Support and adjustability: the decision that matters most
Above everything else, an office chair has one job: to support your body through a long day so your back doesn't pay for it. Two things decide whether it succeeds. The first is lumbar support: a pad or contour that fills the natural inward curve of your lower back so your spine isn't slumping forward. On the best chairs this is adjustable, or even self-adjusting as on the Sihoo Doro C300, so you can place the support exactly where you need it. The second is adjustability: seat height, armrests, recline and ideally seat depth, so the chair fits your proportions rather than the other way round.
Why does this matter more than the brand or the looks? Because a chair that doesn't fit you can't support you, however expensive it is. Seat height should let your feet sit flat with your knees roughly level with your hips. Armrests that move let your shoulders drop and take strain off your neck. A lockable recline lets you lean back and unload your spine through the day. When you are choosing, judge the support and the adjustment range first; treat everything else as secondary. Our guide to the best ergonomic office chairs goes deeper on each adjustment.
Mesh vs padded: it matters less than you think
People agonise over mesh versus padded, but it is one of the less important choices. Mesh breathes, so it keeps you cool over a long day and in a warm room, and it tends to feel light and airy; chairs like the Flexispot BS11 Pro and the Sihoo Doro C300 use it for exactly that reason. Padded and leatherette seats, as on the Secretlab Titan Evo, feel plusher the instant you sit and look more traditional, but they run warmer. Neither is inherently better. Choose based on whether you run hot, how your room is heated and the look you want, and don't let the material distract you from support, which matters far more. We cover the trade-offs in full in our mesh vs leather guide.

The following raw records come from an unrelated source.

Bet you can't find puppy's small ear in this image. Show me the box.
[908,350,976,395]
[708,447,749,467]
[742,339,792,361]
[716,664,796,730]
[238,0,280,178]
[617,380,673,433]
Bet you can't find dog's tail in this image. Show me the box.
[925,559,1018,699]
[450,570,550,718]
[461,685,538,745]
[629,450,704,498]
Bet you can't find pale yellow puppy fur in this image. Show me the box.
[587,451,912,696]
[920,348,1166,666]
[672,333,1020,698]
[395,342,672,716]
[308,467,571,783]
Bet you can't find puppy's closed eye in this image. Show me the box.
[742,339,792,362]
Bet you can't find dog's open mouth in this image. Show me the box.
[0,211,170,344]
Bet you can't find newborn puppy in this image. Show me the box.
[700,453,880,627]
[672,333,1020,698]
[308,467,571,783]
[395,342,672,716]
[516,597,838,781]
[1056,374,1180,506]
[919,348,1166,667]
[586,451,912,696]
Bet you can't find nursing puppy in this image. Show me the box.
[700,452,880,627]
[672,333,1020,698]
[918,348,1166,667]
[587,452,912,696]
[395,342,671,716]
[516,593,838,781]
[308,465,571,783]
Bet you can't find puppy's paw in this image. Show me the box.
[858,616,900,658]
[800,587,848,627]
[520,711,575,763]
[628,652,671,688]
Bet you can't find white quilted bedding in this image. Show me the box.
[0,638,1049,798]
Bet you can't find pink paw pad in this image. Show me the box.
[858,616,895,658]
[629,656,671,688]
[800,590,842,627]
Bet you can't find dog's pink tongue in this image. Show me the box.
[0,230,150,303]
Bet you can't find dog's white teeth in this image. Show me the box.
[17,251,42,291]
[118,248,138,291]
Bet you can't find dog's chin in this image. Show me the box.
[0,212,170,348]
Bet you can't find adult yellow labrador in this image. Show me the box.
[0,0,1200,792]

How much should you spend?
The right budget scales with the hours you sit. At the budget end, around £140, a chair such as the Sihoo M57 gives you genuine ergonomic features without the refinements, ideal for occasional use or a second desk. In the mid-range, roughly £270 to £550, you reach the sweet spot: chairs like the Sihoo Doro C300 and the Secretlab Titan Evo deliver real support and solid build for sensible money, and this is where most full-time desk workers should look. At the premium end, the Herman Miller Aeron costs far more but is built to last many years and is fully serviceable, so spread across a decade of daily use the cost looks far more reasonable. Spend in proportion to how long you sit, and you won't overpay or underbuy.
Features worth paying for, and ones you can skip
A few features genuinely earn their place. Adjustable lumbar support is the one to insist on; it is the feature that protects your lower back. Adjustable armrests that move in several directions matter for your shoulders and neck. A lockable recline lets you unload your spine through the day. A headrest is worth having if you lean back to think or take calls. And on a chair you plan to keep, a long warranty: seven years on the Branch, twelve on the Aeron, is a good signal of build quality.
Other features are nice-to-have rather than deciding factors. A footrest or a fancy synchro-tilt mechanism is pleasant but not essential. Extravagant styling and bold colours are purely personal. And don't be swayed by inflated weight ratings or vague "ergonomic" marketing; what counts is the concrete adjustment range and the quality of the lumbar support, both of which you can check on the spec and confirm in reviews like ours.
Setting up your new chair
A great chair set up badly is just an expensive bad chair, so spend ten minutes getting it right. Set the seat height first, so your feet rest flat and your knees are roughly level with your hips. Position the lumbar pad in the small of your back, where you feel the natural inward curve. Set the armrests so your shoulders relax and your forearms rest level with the desk. Then set the recline tension so you can lean back with a little resistance rather than tipping. Finally, remember that no chair replaces movement: stand up, stretch and walk around every half hour or so. The best posture is the next one, and the chair is there to make good posture easy, not to hold you rigid all day.